Is Financial Assistance for Low-Income Households Enough?
Dr. M. Kathryn Menard, the Director of Maternal Fetal Medicine at the University of North Carolina School of Medicine, has been working for several years to expand the use of Hydroxyprogesterone caproate for high-risk pregnant women in North Carolina. The drug's importance, she says, cannot be understated. "This is the only evidenced based approach we have, medication we have to prevent pre-term birth."
Menard said, like others in the field, she had supported efforts to win FDA approval for the drug, believing it "would make it easier for our patients to get the drug." Now, she says, she is outraged. "This financial barrier, we see it as insurmountable."
After weeks of public opposition to KV pharmaceutical's pricing of Makena the March of Dimes, American College of Obstetrics and Gynecology, the American Academy of Pediatrics and the Society for Maternal Fetal Medicine will meet today with the company to urge them to reconsider their pricing.
KV Pharmaceutical's response to the price controversy has been to announce a Comprehensive Patient Assistance Program for Makena in which households, both insured and uninsured, making less than $100,000 a year will be subsidized.
In a statement to ABC News, drugmakers KV Pharmaceuticals and partner company Ther-Rx, write: "We are committed to taking the appropriate steps to help ensure that all clinically-eligible patients have access to Makena."
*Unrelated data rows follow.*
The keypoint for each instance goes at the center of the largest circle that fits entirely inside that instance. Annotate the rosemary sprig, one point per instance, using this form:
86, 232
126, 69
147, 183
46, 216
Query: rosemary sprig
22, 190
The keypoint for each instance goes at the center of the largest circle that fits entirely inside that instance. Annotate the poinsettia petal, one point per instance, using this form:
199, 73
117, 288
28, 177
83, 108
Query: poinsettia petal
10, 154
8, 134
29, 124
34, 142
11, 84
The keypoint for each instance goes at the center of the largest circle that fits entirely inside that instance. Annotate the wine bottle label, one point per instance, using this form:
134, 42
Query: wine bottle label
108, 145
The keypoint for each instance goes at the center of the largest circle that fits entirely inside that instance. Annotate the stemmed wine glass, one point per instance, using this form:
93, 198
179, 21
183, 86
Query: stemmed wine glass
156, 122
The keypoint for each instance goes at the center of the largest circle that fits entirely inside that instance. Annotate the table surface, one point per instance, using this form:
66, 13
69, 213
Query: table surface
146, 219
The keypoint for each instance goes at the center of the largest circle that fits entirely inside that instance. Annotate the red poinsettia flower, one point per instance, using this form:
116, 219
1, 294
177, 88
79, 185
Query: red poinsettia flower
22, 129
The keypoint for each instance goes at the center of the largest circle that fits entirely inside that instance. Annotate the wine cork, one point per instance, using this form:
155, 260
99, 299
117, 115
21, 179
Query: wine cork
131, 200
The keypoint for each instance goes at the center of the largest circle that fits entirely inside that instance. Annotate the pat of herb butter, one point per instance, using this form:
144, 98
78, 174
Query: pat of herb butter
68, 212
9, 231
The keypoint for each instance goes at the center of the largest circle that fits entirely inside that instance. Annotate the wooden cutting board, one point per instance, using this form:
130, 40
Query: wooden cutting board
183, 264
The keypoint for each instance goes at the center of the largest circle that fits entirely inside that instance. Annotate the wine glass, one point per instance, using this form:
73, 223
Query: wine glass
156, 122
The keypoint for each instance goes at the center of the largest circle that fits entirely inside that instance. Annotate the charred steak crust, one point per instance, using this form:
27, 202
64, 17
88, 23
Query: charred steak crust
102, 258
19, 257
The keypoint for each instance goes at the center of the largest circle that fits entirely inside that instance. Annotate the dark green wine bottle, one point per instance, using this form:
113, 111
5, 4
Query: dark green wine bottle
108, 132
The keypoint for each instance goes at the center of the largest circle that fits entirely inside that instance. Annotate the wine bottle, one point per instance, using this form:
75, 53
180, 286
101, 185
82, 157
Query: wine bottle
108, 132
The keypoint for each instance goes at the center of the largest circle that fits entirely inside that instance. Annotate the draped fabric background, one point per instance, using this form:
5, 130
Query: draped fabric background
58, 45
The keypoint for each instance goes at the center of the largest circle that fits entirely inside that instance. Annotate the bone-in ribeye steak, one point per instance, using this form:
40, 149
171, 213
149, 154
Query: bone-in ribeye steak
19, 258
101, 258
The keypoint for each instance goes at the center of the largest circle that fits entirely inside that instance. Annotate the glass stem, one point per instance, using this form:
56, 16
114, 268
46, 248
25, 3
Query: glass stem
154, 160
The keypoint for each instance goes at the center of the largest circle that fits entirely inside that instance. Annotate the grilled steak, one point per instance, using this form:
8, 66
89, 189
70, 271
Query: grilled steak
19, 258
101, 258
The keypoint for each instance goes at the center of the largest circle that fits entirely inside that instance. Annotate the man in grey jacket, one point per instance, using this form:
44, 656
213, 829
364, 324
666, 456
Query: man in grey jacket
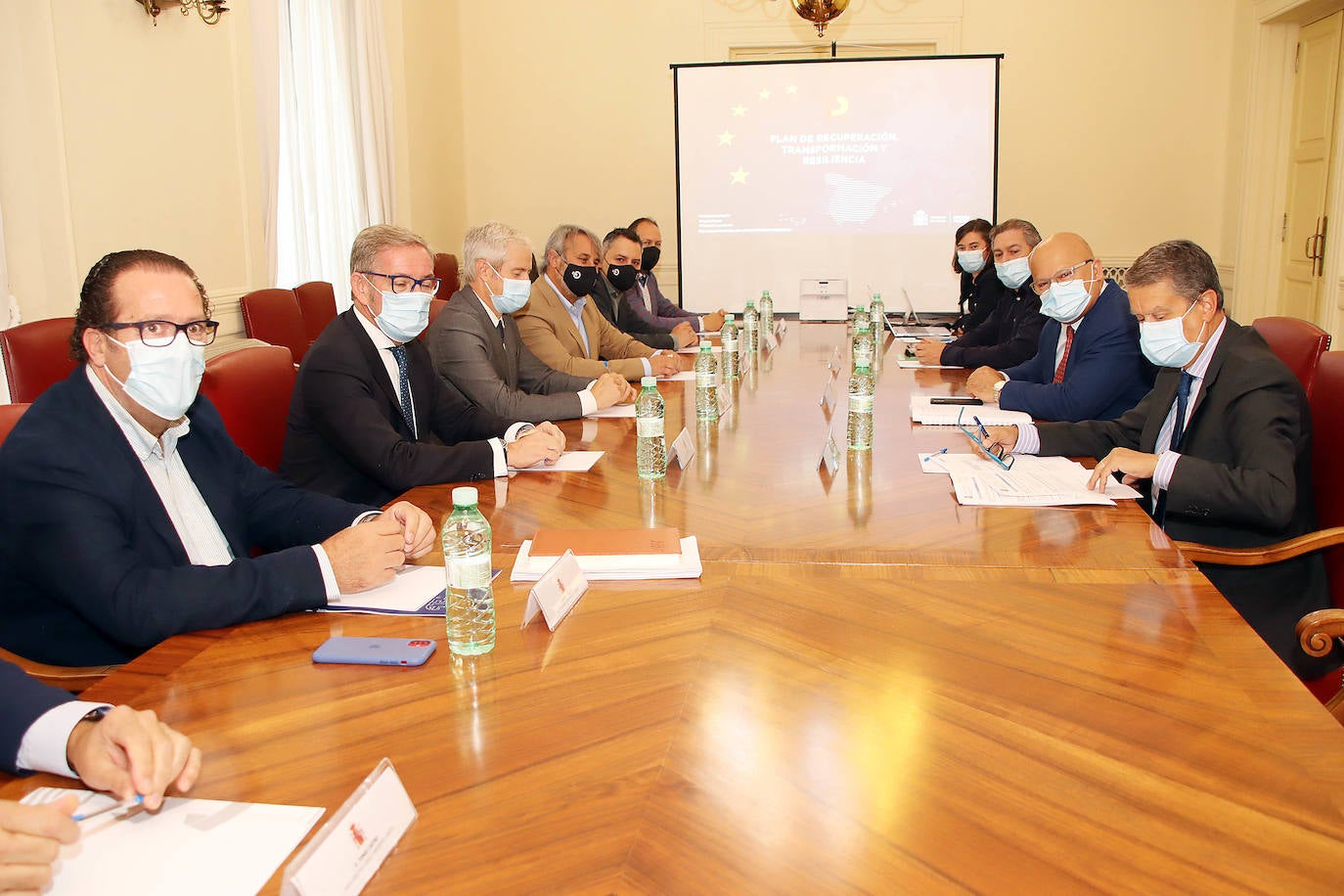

This translates into providing the drug for free to households making less than $60,000 annually who "apply for and are eligible for patient assistance." Those making $60,000 to $100,000 will be able to obtain it "at a cost that is comparable to the average copay assigned by commercial insurance," and those who are insured and make less than $100,000 will have a copay of $20 or less guaranteed to them, according to a company statement.
This contingency plan raises concerns for doctors, however. Those households making more than $100,000 a year cannot necessarily afford to devote as much as a third of their income to pay for Makena if their insurance does not cover the procedure, says Lindsay.
In addition, those receiving financial assistance will need to go through an approval process that may delay treatment, which could result in preterm birth for many patients, Moritz says.